I just bought my acer aspire notebook week ago and i wasn't satisfied with the 1 partition drive so I used the shrink thing and wasn't enough anyway i used program and made me lose my partition.

I fixed the partition thing and used the recovery dvds I made after the notebook 1st start, I tired this alot of times but after each time it say:

Operation interrupted, please insert a recovery media and restart your computer

I browsed the drive after the recovery with the partition program and I can see the windows files in there and also I can see the recovery hidden partition

anyway i dun know what to do

is the problem with the recovery dvds or it's with the Hard drive itself

Thanks in advance


----------



## makinu1der2 (Jan 1, 2008)

*Re: Acer Aspire 5738 Recovery*

Hello,

See if the recovery partition is still intact.

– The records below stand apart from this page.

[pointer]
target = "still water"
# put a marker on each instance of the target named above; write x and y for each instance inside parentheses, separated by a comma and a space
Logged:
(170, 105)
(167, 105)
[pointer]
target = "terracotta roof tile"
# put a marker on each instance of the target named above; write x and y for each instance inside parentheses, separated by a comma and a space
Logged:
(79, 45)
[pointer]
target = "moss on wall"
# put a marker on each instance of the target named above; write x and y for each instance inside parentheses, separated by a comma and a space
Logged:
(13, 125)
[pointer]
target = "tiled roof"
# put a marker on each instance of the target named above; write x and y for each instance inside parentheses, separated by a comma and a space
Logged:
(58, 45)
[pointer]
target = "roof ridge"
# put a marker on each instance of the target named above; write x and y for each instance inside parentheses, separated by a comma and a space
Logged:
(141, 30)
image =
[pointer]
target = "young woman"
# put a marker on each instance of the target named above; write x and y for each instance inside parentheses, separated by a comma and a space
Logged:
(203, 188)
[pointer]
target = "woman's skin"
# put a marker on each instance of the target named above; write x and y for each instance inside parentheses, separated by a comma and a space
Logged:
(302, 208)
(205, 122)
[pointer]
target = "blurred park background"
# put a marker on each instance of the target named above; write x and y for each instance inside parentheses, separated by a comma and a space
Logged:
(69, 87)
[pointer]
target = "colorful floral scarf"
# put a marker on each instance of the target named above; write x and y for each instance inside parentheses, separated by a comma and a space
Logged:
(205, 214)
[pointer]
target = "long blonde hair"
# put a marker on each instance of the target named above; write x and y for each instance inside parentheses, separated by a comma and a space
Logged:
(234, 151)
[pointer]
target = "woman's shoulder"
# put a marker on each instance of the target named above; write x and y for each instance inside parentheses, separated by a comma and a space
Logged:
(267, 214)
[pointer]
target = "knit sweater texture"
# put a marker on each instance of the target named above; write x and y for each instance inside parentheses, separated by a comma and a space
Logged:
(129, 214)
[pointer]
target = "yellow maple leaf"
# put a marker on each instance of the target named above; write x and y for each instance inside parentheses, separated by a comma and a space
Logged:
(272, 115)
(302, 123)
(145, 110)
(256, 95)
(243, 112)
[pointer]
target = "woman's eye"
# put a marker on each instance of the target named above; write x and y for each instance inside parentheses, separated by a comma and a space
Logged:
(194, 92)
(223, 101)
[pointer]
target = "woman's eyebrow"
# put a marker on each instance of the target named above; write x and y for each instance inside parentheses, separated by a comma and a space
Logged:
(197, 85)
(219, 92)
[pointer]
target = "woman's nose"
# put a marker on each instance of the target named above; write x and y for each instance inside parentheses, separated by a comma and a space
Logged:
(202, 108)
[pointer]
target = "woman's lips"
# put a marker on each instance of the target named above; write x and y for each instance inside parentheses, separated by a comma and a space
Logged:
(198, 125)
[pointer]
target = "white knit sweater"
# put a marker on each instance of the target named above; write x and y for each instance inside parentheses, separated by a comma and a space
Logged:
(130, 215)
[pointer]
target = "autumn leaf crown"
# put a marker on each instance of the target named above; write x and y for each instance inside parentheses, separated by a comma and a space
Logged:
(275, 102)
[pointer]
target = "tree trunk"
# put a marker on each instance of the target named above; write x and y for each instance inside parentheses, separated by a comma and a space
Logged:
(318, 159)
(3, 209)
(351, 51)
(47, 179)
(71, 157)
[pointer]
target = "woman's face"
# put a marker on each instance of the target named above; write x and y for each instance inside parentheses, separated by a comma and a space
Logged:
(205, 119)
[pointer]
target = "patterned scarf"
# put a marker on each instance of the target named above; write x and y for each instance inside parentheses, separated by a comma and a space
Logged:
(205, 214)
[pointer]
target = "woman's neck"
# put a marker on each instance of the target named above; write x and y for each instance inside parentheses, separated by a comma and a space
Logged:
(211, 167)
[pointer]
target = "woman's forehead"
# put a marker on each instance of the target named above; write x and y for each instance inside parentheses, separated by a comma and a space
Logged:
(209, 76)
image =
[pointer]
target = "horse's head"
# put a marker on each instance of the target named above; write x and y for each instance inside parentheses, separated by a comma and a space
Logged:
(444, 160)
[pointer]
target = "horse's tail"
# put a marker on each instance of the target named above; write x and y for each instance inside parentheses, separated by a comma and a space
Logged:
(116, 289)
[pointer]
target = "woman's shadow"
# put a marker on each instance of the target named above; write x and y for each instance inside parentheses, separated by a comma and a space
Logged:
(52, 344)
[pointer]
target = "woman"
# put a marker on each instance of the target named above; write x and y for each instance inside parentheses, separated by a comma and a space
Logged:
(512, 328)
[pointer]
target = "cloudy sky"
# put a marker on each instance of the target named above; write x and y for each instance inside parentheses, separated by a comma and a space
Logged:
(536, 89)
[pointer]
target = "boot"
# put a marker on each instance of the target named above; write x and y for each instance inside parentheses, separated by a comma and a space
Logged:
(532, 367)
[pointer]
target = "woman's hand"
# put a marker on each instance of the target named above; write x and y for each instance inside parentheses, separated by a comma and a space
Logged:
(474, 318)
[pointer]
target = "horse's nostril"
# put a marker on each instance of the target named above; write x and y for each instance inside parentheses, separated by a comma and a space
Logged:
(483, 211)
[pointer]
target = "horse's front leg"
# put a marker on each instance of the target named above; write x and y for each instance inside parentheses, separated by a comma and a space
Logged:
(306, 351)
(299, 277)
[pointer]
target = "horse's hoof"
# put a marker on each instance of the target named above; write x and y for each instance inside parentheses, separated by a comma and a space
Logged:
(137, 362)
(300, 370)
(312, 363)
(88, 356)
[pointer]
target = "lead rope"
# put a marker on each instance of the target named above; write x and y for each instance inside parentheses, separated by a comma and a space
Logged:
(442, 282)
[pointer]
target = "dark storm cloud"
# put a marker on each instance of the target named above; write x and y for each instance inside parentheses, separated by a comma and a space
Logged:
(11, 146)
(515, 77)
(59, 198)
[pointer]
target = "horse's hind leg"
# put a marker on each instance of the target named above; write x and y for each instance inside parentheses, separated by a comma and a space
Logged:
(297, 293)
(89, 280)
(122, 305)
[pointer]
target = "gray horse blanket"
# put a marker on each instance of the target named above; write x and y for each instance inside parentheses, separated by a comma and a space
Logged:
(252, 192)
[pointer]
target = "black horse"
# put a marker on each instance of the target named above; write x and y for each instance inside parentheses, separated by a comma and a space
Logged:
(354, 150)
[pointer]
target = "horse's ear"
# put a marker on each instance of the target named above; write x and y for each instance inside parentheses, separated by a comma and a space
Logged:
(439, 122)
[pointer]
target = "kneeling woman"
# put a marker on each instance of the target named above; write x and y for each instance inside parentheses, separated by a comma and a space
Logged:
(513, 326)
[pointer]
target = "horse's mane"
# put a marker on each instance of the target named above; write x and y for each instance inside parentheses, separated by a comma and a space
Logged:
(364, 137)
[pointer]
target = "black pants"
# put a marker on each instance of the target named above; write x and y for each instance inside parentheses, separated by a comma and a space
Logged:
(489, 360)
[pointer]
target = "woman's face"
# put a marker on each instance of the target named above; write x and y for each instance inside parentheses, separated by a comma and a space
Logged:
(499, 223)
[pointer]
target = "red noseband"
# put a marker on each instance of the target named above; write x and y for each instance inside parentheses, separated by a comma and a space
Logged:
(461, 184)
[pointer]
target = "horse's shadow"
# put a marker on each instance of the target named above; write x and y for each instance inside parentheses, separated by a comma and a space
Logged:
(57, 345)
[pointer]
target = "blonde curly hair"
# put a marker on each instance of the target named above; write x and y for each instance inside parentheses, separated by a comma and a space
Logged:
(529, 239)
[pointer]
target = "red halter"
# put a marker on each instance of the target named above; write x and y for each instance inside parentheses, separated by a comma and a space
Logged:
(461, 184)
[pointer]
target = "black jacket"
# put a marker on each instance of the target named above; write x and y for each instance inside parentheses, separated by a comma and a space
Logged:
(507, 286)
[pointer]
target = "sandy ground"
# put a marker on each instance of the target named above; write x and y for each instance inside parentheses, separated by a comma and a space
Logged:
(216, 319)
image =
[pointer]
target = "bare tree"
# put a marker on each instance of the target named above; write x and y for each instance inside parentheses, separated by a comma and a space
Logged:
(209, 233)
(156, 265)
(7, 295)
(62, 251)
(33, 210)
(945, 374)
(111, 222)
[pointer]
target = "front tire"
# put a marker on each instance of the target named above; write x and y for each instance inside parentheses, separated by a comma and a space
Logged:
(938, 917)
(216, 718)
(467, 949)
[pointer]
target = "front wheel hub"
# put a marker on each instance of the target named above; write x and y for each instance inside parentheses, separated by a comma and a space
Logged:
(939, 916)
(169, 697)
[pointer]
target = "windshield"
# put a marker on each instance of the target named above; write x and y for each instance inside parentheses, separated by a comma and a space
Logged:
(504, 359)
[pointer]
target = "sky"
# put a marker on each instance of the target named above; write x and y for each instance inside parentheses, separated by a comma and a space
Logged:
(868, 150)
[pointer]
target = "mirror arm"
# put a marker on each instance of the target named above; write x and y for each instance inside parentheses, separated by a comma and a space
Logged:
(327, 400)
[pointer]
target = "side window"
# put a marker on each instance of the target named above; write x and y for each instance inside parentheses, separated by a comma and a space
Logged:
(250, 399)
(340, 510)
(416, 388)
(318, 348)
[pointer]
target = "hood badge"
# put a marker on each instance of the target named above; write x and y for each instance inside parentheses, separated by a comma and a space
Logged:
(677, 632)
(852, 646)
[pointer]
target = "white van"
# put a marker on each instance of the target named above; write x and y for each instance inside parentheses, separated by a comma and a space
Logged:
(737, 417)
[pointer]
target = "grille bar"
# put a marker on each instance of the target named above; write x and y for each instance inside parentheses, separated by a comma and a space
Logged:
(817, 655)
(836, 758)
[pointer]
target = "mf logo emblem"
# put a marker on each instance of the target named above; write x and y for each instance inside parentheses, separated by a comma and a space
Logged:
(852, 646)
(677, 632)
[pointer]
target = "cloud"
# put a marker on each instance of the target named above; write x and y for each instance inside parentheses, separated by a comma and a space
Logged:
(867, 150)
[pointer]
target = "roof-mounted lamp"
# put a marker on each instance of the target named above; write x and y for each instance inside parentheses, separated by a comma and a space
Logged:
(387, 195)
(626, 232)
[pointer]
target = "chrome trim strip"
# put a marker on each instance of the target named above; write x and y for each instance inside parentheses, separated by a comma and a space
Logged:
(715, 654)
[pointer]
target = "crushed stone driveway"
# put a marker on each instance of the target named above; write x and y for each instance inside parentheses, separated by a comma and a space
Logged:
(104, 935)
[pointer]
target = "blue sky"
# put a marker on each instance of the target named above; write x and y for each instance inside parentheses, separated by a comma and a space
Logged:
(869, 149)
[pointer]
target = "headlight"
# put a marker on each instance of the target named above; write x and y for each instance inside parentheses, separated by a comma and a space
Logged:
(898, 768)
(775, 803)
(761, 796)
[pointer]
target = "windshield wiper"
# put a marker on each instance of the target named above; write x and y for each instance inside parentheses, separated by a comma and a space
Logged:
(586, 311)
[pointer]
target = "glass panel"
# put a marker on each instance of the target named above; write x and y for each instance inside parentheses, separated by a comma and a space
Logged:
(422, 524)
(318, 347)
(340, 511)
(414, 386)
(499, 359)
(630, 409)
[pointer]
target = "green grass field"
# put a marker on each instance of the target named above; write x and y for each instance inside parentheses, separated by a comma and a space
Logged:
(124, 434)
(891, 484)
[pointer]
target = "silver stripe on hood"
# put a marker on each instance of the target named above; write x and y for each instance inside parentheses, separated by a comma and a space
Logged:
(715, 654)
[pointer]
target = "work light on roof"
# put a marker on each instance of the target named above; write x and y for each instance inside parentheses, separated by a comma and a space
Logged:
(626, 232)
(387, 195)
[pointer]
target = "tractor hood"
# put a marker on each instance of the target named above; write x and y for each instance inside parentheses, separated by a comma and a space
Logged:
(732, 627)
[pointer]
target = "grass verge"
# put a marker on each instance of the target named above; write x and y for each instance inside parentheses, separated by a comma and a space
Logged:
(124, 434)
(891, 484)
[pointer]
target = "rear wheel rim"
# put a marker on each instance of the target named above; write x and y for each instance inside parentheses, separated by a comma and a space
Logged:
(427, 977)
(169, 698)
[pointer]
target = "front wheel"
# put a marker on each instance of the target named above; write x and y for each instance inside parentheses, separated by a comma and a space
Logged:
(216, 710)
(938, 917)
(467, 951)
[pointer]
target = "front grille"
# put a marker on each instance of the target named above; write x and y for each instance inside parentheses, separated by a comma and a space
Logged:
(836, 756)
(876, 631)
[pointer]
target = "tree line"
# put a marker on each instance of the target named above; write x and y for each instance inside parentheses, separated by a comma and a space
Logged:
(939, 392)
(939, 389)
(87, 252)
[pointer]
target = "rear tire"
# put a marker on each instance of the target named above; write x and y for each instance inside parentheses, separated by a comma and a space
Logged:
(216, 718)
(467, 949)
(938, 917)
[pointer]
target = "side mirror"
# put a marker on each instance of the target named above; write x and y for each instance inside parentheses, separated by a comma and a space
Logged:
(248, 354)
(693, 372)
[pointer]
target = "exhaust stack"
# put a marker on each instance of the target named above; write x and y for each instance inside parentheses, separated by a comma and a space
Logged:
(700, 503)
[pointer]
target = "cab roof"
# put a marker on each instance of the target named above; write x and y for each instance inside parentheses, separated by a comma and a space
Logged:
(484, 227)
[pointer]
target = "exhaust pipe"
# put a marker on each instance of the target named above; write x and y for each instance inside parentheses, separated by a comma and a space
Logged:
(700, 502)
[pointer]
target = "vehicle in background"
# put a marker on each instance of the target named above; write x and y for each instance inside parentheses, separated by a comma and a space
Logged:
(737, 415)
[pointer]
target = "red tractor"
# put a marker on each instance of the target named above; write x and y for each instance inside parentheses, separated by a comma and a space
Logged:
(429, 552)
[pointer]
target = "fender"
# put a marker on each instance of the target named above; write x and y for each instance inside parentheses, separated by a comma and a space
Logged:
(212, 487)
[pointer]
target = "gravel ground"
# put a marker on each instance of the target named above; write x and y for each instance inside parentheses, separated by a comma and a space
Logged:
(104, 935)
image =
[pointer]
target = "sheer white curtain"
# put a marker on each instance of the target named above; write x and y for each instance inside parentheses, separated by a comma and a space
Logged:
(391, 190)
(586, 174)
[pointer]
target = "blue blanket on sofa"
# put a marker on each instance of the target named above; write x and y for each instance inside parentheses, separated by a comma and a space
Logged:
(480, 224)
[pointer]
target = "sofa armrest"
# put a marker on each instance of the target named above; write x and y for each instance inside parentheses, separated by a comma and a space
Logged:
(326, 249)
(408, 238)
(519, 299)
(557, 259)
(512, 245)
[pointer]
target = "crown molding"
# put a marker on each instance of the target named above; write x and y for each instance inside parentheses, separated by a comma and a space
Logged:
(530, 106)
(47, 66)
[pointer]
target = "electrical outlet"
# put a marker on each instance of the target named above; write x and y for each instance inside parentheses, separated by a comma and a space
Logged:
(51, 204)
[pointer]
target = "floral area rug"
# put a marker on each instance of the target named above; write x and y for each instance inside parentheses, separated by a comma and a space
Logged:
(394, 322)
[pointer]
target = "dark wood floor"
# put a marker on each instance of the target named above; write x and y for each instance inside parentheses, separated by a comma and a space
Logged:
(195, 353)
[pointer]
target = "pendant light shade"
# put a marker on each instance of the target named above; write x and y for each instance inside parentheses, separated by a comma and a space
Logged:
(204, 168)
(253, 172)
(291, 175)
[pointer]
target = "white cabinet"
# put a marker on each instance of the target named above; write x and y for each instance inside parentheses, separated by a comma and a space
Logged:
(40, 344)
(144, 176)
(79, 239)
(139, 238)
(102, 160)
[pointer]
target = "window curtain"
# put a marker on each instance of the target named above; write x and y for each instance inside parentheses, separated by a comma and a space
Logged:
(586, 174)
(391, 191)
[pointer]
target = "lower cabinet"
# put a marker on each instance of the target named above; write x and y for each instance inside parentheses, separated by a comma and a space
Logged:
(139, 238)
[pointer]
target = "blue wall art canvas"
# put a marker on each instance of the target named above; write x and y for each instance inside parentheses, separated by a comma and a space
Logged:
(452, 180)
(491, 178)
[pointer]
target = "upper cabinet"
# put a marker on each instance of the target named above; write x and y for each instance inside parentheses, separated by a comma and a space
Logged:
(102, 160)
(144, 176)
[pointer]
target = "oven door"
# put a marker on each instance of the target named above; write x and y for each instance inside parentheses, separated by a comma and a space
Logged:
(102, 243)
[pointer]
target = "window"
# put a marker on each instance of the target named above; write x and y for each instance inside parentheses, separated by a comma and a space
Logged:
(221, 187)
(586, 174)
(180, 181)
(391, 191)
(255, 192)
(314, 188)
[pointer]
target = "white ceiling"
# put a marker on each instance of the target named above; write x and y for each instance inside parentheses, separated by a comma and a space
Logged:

Try and boot to the recovery partition at startup and by pressing (*ALT+F10*)

http://www.acerpanam.com/synapse/fo...m/us&siteid=7293&words=all&keywords=&areaid=7


----------



## newmanv4 (Oct 9, 2007)

*Re: Acer Aspire 5738 Recovery*

lol  for the 1st time it works  i tired it 1000 times and it didn't give me anything

thanks man, I'll try it and then I'll tell you what is happening


----------



## makinu1der2 (Jan 1, 2008)

*Re: Acer Aspire 5738 Recovery*

okay keep us posted.


----------



## dai (Jul 2, 2004)

*Re: Acer Aspire 5738 Recovery*

http://www.techsupportforum.com/f108/laptop-recovery-instructions-162525.html


----------



## newmanv4 (Oct 9, 2007)

*Re: Acer Aspire 5738 Recovery*

Yeah  thanks guys I think the recovery dvds is the problem cuz the HDD eRecovery works  i've my original windows again 

Thanks for your help guys, really appreciated


----------



## dai (Jul 2, 2004)

*Re: Acer Aspire 5738 Recovery*

glad you have it sorted


----------